(Buchrezension) Manche Thesen sind ihrer Zeit voraus: Bereits 2003 fragte sich ein Autorenteam, was passiert, wenn der Kommerz auf soziale Netzwerke trifft. Thematisch hochaktuell und ein sinnvolles Buch für Einsteiger, findet Julia Sommerhäuser – auch wenn ein Miteinander noch nicht in Sicht ist.
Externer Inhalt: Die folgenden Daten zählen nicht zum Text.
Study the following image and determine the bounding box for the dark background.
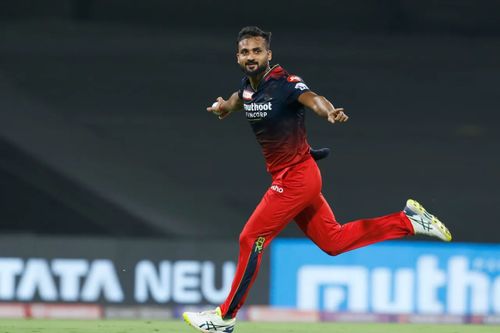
[0,0,499,242]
Die soziale Rückeroberung des Netzes: Der Buchtitel versetzt den Leser auf ein digitales Schlachtfeld. Hier scheint es um einen Kampf zu gehen – das Soziale will im Netz wieder Boden gut machen. Und tatsächlich bestätigt sich der erste Eindruck. In dieser Monographie geht es um das Spannungsverhältnis zwischen social software und kommerziellen Internetseiten. In „Online-Communities, Weblogs und die soziale Rückereroberung des Netzes“ stellen sich die Autoren Christian Eigner, Helmut Leitner, Peter Nausner und Ursula Schneider die Frage, ob digitale Netzwerke und andere Elemente der Blogosphäre rein soziale Phänomene bleiben oder ob sie unter bestimmten Bedingungen kommerziell nutzbar sein können. Die Gegner stehen sich gegenüber: Die Logik des Schenkens tritt gegen die Logik des Geldes an.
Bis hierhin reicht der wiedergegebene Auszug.